# Should I pull the trigger or wait?



## OntarioFlurries (Jun 17, 2016)

Hi Everyone, I discovered this great site while researching new snowblowers. My current snow blower is on it's last legs (20+ year old, 27", 8HP Canadiana by Noma -(manufactured by Murray - at the time))

I have been looking around, weighing the pros and cons of multiple brands but I keep coming back to Ariens....mainly due to the cast iron gear case and heavier, all metal construction.

Where I live (outside of Brockville) a typical clean up involves depths on average of 16"+.....usually deeper, thanks to the way the winds tend to blow everything around. My driveway is about a 2 cars wide and I could park probably 8 cars in it. I also have a walkway that goes from the driveway, around to the back of the house....plus the front walkway.

Based on reviews, I was leaning towards an Ariens Deluxe 28 SHO. Which here in Canada is approximately $1700 before tax. That said, a local dealer is looking to clear floor space and has an Ariens Deluxe 28 for $1180 before tax. That price is what he claims is "at cost". 

My question is, should I just wait and get a SHO model or Deluxe 30? or should I get the Deluxe 28? My only hesitation is based on the number of reviews that say the Deluxe 28 is a good machine, well built....but the engine is under powered for the size of the machine, tends to run "rough" and does bog down.

I don't mind the higher price of the SHO, because I am looking at this as a long term investment.


----------



## YSHSfan (Jun 25, 2014)

I'll wait for the SHO, or see if another dealer has a leftover SHO. 
Like you said it is a long term investment and you have to be happy with it (you don't want the blower to be "underpowered" when you need it the most). JMMHO


----------



## GoBlowSnow (Sep 4, 2015)

The engine in the Deluxe 30 is essentially the same as what is in the Deluxe 28SHO. I run a Deluxe 30 and it does fine. If they offer you a good deal on a deluxe 30, i'd consider it, if the 30 inches isn't an issue for you. I do love my Deluxe 28SHO though!


----------



## stromr (Jul 20, 2016)

*since yesterday's news...*

it might be time to wait if you can until the new EFI machines are out.


----------



## GoBlowSnow (Sep 4, 2015)

I'd suggest not going with an EFI machine for a few more years, let them work the bugs out of em. A Deluxe 30 or Deluxe 28SHO is all you need. Honda's are good and some folks on here like Toro's too, for some reason. Just kidding, they appear to be decent machines given the Toro love we see around here. But I really don't think you can go wrong with an Ariens. I love the family feel I get from them when I call to order parts from them and they stand behind their products.


----------



## tdipaul (Jul 11, 2015)

Welcome!

My $.02:

A top level 24" or 26" model such as the 24 SHO, Hus ST324P, or Toro P-M HD26OXE

easier to store, 
easier to maneuver,
higher/highest power to width ratio,
knowing its the top level model in that size always feels good (no regrets)
+ an extra pass or two to enjoy it!


----------



## db9938 (Nov 17, 2013)

If you're handy, you could always up-power your machine with a princess auto engine. But you are going to have to do your homework.


----------



## stromr (Jul 20, 2016)

*Ariens Deluxe 28 SHO vs. Ariens Deluxe 28*

Is it possible the difference between the two is just a different ratio of engine to impeller pulley? Since it seems like most of the manufacturers are taking measures to alleviate clogging of the chute. Maybe this is Ariens solution, faster impeller speed. For the price of a different pulley you could have an SHO and save some money.


----------



## Marty013 (Mar 14, 2014)

stromr said:


> Is it possible the difference between the two is just a different ratio of engine to impeller pulley? Since it seems like most of the manufacturers are taking measures to alleviate clogging of the chute. Maybe this is Ariens solution, faster impeller speed. For the price of a different pulley you could have an SHO and save some money.

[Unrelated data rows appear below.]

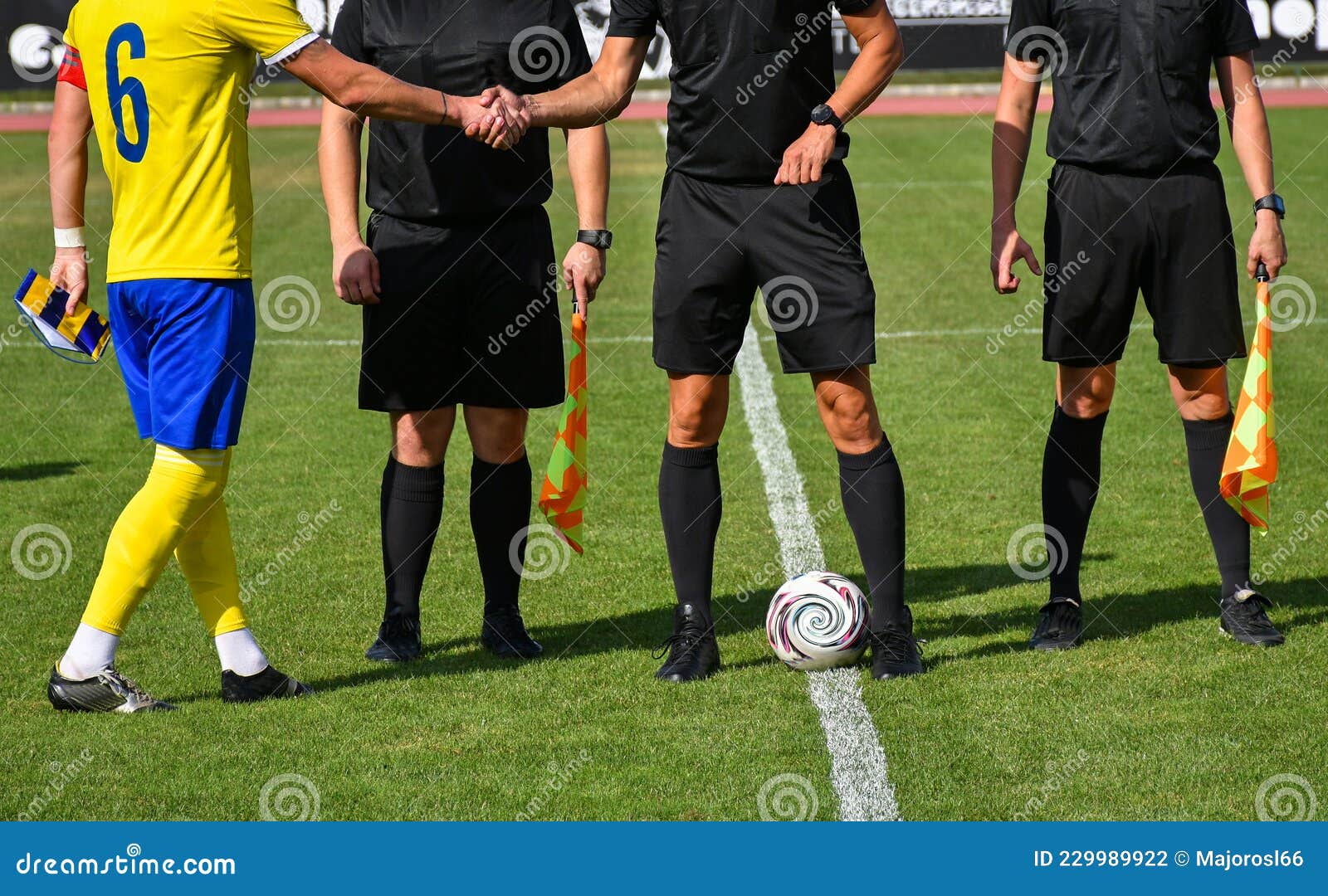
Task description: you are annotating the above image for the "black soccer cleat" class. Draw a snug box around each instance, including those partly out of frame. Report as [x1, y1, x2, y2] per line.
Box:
[655, 604, 720, 682]
[1028, 597, 1084, 650]
[222, 666, 314, 704]
[867, 606, 923, 681]
[364, 616, 423, 662]
[480, 606, 544, 660]
[1219, 588, 1286, 646]
[46, 666, 175, 713]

its also a stronger engine.. whichkeeps that taller ratio spinning no matter what... idea


----------



## db9938 (Nov 17, 2013)

stromr said:


> Is it possible the difference between the two is just a different ratio of engine to impeller pulley? Since it seems like most of the manufacturers are taking measures to alleviate clogging of the chute. Maybe this is Ariens solution, faster impeller speed. For the price of a different pulley you could have an SHO and save some money.

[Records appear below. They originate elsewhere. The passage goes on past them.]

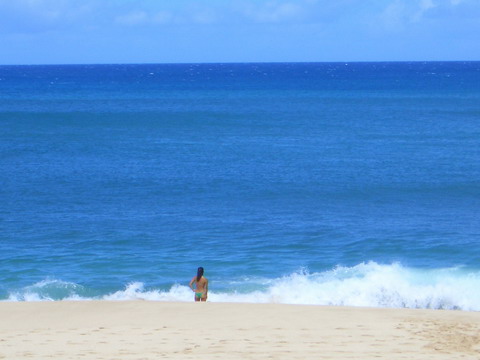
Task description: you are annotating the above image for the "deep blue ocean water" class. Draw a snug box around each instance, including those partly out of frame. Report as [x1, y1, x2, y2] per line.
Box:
[0, 62, 480, 310]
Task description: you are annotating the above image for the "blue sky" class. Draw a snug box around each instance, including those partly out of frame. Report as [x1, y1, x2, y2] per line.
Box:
[0, 0, 480, 64]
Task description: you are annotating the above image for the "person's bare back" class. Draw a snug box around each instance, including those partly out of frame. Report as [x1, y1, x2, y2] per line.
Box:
[189, 267, 208, 301]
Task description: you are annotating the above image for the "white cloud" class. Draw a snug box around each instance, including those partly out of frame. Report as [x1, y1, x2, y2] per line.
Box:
[115, 11, 149, 25]
[239, 1, 304, 23]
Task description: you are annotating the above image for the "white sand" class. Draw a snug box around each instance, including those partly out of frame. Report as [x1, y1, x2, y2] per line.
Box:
[0, 301, 480, 360]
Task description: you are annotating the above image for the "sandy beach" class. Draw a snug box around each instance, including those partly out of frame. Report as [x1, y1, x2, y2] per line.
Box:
[0, 301, 480, 359]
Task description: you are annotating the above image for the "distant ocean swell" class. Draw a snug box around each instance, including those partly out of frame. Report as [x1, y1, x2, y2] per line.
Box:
[3, 262, 480, 311]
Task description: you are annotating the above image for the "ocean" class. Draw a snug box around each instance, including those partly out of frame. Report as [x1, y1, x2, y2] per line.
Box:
[0, 62, 480, 311]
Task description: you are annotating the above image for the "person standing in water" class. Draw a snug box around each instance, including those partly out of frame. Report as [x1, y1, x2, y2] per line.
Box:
[190, 267, 208, 301]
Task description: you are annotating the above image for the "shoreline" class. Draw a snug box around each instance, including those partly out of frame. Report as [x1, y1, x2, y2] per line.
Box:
[0, 300, 480, 359]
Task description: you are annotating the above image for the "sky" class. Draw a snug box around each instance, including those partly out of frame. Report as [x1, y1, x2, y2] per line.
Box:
[0, 0, 480, 65]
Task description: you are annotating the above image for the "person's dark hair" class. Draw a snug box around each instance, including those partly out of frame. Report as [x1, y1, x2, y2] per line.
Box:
[197, 266, 203, 281]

The thing is you would have to know what belts are available, and what pulley you are thinking of using. Is it possible, yes, but like I said you'll have to do your homework.


----------



## Cardo111 (Feb 16, 2015)

I have had a few late model Ariens including the Deluxe 28 which is a very well built machine. However I did sell mine because with the 254cc engine it is underpowered with a 28" auger. I have the Platinum 24 SHO with the 369cc engine, I am very happy with this machine, with the exception of the poorly designed gas cap. The new EFI machines look pretty cool, you have to determine if it is worth the extra $200-$300. Good luck on your search. I attached a vid I made on it.


----------



## Marty013 (Mar 14, 2014)

have you also peeked at large frame from say.. cub cadet.. columbia. i know.. i know.. MTD=bad on this site lol but they are absolute beasts! backed by a420cc (15-16hp and 19-21ft lbs) engines... they gobble it ALL


----------



## GoBlowSnow (Sep 4, 2015)

Naah MTD not bad, just not as.. refined, reliable, and fun to use as the big 3. Ariens, Honda, Toro.


----------